With a portfolio ranging from cattle in the Kimberley, fishing at the Abrolhos, vineyards in the Great Southern to roads and communities in every corner of the state one would have thought there was a hundred things to raise in the media about the governments failings.

Over this same period the Minister has herself pumped out over one hundred media statements on a wide range of issues opening the door for countless responses from the opposition spokesperson to go after the government, but to no avail the space has been left vacant.

With twelve months remaining before the next election, the Liberals now have a lame duck holding the key shadow portfolio of agriculture and regional development. Lame duck in the political sense which is an outgoing politician whose successor has already been elected or will soon be, think of an outgoing US President in his few months of office.

With the Liberal No 1 ticket holder for the Agricultural Region also happening to be their shadow Agricultural and Regional Development spokesperson being relegated to the unwinnable 3rd spot on the Upper House ticket, the Liberals now have someone who is responsible for championing their key country focused policies into the next election not being there to roll out any of them if they win.

Normally retiring members, or members who have been demoted by their own party to unwinnable positions, are offered accolades and gongs and retired to the backbench to while away their time working on their farewell speech until the next election.

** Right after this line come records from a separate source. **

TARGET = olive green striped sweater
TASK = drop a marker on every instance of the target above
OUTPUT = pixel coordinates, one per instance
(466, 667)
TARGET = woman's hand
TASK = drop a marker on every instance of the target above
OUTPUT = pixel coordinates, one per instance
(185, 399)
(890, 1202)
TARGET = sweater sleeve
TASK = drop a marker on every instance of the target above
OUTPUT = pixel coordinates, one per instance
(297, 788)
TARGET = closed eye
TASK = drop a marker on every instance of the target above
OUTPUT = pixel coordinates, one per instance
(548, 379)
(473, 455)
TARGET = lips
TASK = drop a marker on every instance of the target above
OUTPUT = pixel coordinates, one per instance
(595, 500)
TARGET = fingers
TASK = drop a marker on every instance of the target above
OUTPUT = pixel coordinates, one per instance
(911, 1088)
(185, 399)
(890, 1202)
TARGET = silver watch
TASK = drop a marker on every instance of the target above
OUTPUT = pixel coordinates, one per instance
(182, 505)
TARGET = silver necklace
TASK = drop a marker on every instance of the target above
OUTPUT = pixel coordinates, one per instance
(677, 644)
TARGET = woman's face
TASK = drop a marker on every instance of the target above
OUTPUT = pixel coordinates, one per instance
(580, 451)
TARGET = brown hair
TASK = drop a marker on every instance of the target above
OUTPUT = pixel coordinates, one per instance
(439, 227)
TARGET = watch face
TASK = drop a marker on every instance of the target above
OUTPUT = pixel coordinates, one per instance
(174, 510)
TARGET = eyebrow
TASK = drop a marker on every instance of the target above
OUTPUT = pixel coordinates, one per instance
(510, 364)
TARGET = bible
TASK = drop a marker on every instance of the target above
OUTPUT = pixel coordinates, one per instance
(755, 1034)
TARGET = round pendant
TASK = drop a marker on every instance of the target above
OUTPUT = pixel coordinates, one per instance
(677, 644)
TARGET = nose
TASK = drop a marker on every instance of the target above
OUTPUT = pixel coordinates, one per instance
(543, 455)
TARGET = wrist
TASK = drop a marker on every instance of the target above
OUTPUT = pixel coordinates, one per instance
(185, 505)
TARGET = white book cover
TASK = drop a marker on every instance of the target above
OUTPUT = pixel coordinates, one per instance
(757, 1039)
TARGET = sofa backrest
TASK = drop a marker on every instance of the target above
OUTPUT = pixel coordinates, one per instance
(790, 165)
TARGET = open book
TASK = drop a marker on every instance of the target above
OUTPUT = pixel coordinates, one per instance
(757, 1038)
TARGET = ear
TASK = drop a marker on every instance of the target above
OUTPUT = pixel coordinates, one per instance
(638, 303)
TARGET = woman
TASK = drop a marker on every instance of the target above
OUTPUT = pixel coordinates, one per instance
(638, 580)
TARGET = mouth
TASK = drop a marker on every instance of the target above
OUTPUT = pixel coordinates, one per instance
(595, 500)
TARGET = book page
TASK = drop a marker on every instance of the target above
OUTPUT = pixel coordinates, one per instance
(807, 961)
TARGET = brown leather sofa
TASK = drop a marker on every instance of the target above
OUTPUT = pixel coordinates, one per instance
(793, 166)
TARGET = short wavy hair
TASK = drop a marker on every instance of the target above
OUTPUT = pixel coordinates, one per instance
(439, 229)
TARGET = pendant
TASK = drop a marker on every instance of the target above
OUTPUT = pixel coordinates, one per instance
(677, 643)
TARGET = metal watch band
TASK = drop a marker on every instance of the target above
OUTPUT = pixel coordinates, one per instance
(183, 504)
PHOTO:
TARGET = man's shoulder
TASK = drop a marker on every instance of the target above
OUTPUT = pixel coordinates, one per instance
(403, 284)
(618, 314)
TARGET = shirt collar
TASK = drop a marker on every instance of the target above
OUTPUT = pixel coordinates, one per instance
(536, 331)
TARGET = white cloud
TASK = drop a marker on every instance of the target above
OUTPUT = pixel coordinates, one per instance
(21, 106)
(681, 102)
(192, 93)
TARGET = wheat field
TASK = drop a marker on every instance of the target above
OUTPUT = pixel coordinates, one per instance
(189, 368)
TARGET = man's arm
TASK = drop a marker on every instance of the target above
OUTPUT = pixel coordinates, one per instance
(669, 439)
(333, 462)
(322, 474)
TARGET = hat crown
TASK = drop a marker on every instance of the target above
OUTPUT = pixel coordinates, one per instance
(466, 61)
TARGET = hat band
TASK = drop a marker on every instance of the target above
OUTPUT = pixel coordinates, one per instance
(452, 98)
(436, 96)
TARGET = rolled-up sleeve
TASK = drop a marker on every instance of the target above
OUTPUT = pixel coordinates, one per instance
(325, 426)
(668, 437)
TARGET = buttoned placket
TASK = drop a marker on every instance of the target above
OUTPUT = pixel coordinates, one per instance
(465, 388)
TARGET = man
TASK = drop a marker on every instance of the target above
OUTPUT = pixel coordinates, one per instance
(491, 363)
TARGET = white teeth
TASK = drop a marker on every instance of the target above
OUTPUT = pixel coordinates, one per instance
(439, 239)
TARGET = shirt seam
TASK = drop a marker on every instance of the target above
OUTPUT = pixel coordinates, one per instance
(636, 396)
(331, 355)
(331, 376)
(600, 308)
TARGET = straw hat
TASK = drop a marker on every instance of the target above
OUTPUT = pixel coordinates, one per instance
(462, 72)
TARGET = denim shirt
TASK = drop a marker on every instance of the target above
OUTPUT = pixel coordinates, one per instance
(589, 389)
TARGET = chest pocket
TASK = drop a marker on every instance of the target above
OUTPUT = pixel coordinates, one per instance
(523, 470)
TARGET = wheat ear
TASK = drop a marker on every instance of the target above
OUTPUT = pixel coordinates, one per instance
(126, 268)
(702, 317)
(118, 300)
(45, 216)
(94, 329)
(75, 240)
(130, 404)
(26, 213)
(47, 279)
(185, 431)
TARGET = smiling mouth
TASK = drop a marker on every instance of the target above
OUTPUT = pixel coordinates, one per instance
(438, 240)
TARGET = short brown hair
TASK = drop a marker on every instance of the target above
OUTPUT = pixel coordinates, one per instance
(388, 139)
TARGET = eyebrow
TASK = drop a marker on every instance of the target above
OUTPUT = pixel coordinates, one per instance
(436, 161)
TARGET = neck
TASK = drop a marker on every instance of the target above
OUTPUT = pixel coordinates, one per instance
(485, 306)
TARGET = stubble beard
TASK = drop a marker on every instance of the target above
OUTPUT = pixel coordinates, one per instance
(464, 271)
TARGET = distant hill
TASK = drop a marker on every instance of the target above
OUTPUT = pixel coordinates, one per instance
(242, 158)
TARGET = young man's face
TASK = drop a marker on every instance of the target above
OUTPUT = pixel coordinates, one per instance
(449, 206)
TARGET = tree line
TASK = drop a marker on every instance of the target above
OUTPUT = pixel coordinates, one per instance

But following last week’s reshuffle, the Liberal leadership team in their wisdom have decided it is full steam ahead with all and sundry pulling on the oars, even though at least five of them won’t be there after the next election no matter who wins. It’s a staggering decision.

At the very least they should have reshuffled the regional shadow portfolios to give the hard-working Libby Mettam (Vasse) their transport and now ports spokesperson some help. Key regional portfolios such as Agriculture, Fisheries, Regional Development, Royalties for Regions and Fire and Emergency Services, should all have been given to country based Liberals who are there for the long haul.

At least they still have Steve Thomas (South West) as Shadow Spokesperson for Finance, Environment and Forestry. A country vet with deep ties to the farming community batting away on regional issues, if anyone should be shadow agricultural spokesperson it should have been him.

With streams of press releases coming out of the current Ministers office there is ample opportunity for the Liberals to get on the front foot and feature in the rural media, but to date the Minister has had a virtual free run with only the Nationals and minor parties being effective in putting the boot in.

Issues such as the need for more resources for volunteer firefighters, the lack of water in town standpipes, black spots of mobile phone coverage, a country grain network of roads that needs upgrading to handle ever larger trucks, the loss of staff morale in the department of agriculture, regional health and education all offer political points to be scored.

For farmers and country people to get the best out of government they need an opposition that can carry the debate to the Minister of the day and keep them focused. We need a contest of ideas, Liberal, National, ALP and minor parties all competing for the bush vote.

But when you have a very strong operator of the calibre of Alannah MacTiernan you need more than a swarm of National Party MPs feeding the media. You also need effective Liberal shadows who have the energy to take up the debate not just in parliament but also out and about to the people in the bush. They need to be in the rural media every week and attend every country event not just front up to parliament to make a few speeches no one listens to.

With twelve months to go until the next election, the Liberals along with the other opposition parties need to step up their game and take the government on. We need to see policies rolled out early, so we know what’s on offer. What’s their vision for the future of DPIRD, how will the spend the Royalties for Regions funds, what will they do to ensure our country towns don’t fall further behind in services? And most importantly who will lead us into the future.